For our second date, he took me to dinner. He told me over Mexican food that three months prior, he had broken up with his ex-girlfriend of two years.

There was one moment while gobbling down those cupcakes that changed everything for me. "Watch me smear frosting all over myself," he said. He did. And then, he smeared some onto my face. I'm assuming it was because he was feeling all cutesy, but I just wasn't feeling it.

He took me to the park by my apartment afterwards, and it was there where we climbed up onto a rock and laid under the stars. My head rested on his arm. The whole thing was so serious. Serious and... orchestrated.

Friends, hear me when I say there was literally nothing wrong with this guy and I mean nothing, except for the fact that he had three cats (and you can't trust a man who has cats). But he was handsome -- strikingly handsome. I'm talking chiseled jawline, big, brown eyes and a football player-like stature.

He was an Ivy League alum. He came from a good family and had no criminal record (that I knew of, anyway). If anything, he was just a little too perfect for misfit Sheena.

I'm the kind of girl who doesn't try to make something more than it really is.

So when he followed up with me for a third date, I pulled a classic fuckgirl move. I told him I'm emotionally unavailable (which is true, although I suppose that'd change for the right person). And that was that; I didn't hear from him or speak to him again.

But then a month and a half passed. One day, I was sitting in bed, coffee in hand, scrolling through my Facebook newsfeed when, lo and behold, there he was, hand-in-hand with another girl. They were standing together in front of a museum doing some couple-y looking stuff and it looked like she had already met the parents -- well, at least one -- because the caption read, "Thanks, Dad," which means his dad must've taken the picture. 

The evidence was compelling; the last guy I dated was now in a serious relationship with someone else and there was no disputing it.

Already? But it had only been a matter of weeks since our last date. Hmmm. This guy seemed to be jumping from one girlfriend to the next faster than Taylor Swift goes through boyfriends, and something clicked in my mind: Only a "relationship guy" would act in such a way.

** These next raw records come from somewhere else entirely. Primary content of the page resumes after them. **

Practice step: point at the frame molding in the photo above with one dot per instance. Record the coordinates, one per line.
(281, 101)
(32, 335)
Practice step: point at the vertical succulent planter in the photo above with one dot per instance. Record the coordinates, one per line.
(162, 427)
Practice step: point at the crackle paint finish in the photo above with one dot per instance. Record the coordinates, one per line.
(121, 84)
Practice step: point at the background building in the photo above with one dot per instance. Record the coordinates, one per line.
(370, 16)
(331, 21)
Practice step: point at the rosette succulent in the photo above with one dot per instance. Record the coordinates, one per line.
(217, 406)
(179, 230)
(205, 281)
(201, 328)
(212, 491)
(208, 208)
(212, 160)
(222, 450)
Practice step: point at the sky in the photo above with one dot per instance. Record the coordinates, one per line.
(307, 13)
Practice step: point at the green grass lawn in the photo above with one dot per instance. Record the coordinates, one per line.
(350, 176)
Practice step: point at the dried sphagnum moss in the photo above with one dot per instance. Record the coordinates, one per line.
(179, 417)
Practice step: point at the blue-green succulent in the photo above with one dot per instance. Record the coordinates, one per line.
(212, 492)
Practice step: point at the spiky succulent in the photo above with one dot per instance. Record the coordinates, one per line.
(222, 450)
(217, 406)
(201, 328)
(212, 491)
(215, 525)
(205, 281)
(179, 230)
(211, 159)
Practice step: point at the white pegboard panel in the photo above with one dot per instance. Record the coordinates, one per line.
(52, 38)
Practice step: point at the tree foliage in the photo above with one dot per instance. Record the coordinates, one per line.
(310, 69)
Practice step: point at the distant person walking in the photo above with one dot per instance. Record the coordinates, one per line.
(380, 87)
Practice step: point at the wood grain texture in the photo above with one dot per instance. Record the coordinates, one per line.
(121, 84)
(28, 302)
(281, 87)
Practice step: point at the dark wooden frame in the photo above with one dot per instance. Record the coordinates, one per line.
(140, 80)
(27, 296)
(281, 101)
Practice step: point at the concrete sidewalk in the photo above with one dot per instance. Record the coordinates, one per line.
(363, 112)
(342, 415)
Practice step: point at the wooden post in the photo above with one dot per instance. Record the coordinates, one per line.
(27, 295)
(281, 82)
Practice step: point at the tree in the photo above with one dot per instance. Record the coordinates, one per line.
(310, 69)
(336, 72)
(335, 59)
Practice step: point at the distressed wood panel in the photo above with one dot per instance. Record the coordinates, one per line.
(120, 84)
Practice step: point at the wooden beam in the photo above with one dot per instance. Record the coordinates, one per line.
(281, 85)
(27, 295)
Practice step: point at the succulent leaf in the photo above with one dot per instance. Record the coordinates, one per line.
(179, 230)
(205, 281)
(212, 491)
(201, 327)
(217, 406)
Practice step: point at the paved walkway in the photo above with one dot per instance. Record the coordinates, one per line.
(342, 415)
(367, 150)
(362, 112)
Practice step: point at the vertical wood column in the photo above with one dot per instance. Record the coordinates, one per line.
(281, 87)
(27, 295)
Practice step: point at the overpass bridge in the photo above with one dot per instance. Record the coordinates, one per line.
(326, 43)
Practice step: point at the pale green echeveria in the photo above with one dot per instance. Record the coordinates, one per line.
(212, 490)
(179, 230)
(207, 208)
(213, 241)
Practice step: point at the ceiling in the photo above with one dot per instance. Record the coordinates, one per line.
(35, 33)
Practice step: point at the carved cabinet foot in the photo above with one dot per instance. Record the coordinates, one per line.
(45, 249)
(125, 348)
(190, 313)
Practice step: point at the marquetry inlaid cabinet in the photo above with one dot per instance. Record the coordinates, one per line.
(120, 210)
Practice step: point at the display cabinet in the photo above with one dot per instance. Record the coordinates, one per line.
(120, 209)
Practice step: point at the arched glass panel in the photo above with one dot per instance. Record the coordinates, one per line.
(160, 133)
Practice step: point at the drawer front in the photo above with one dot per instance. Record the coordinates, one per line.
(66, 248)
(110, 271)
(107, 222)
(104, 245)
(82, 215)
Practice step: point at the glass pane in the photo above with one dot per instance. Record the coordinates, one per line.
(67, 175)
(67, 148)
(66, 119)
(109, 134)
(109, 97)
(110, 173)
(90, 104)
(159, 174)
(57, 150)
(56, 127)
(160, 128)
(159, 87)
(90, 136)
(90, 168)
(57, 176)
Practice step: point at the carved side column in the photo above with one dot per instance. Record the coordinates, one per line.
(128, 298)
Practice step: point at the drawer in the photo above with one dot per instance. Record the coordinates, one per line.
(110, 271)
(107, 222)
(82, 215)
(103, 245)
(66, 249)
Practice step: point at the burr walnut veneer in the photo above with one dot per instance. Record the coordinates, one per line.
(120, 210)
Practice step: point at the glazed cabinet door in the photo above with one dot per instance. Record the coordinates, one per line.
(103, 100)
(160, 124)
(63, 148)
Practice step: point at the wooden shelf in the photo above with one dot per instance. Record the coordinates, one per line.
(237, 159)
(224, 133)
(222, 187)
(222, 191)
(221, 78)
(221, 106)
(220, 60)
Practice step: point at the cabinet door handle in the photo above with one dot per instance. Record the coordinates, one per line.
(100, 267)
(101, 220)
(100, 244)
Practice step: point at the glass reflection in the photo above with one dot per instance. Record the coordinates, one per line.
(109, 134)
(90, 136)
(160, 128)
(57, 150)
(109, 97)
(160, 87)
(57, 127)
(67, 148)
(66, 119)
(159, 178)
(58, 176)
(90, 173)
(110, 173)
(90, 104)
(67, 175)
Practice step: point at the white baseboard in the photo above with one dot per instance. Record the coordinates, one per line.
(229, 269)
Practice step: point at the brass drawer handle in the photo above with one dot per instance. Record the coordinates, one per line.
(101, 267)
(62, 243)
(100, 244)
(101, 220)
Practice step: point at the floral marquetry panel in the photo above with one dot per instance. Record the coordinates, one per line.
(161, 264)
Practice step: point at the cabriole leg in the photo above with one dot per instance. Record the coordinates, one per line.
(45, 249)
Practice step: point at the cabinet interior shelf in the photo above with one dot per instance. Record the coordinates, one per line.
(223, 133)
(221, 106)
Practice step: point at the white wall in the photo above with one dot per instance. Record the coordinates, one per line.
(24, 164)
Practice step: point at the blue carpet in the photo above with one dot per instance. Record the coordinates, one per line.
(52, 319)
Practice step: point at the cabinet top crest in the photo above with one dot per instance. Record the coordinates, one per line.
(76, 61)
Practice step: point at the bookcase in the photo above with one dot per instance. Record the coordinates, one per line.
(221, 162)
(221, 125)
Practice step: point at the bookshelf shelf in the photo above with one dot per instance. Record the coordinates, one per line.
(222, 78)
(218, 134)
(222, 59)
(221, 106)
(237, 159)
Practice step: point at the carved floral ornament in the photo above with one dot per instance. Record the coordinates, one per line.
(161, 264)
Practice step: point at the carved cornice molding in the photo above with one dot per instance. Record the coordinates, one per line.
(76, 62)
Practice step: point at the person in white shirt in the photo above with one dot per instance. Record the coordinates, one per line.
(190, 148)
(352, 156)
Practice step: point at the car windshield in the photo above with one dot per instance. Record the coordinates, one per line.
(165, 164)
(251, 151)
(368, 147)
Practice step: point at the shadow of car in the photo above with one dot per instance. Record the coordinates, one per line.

And all of a sudden, everything made sense. Like the cupcake thing and the park thing. See, there was no conversational spark that warranted a cupcake smear. The gestures kind of just came out of nowhere, and they didn't feel natural. They felt... unnatural. Rehearsed, almost. It was the sort of thing you see the love interest do to his lady love in a movie because it's considered conventionally romantic.

Mr. Perfect was a "relationship guy," and I could smell it from the moment he walked through the door on our very first date.

They say everything happens for a reason, and I'm pretty sure it's a blessing in disguise that we didn't work out. Because he never really liked me. He just liked the idea of me. He was a serial boyfriend, a relationship hopper, the kind of guy who pulled out corny moves for girls who might not even be into corny.

I'm the kind of girl who doesn't try to make something more than it really is. The kind who needs more than three months to get over a two-year relationship.

The kind who knows exactly what she wants and won't stop looking until she finds it.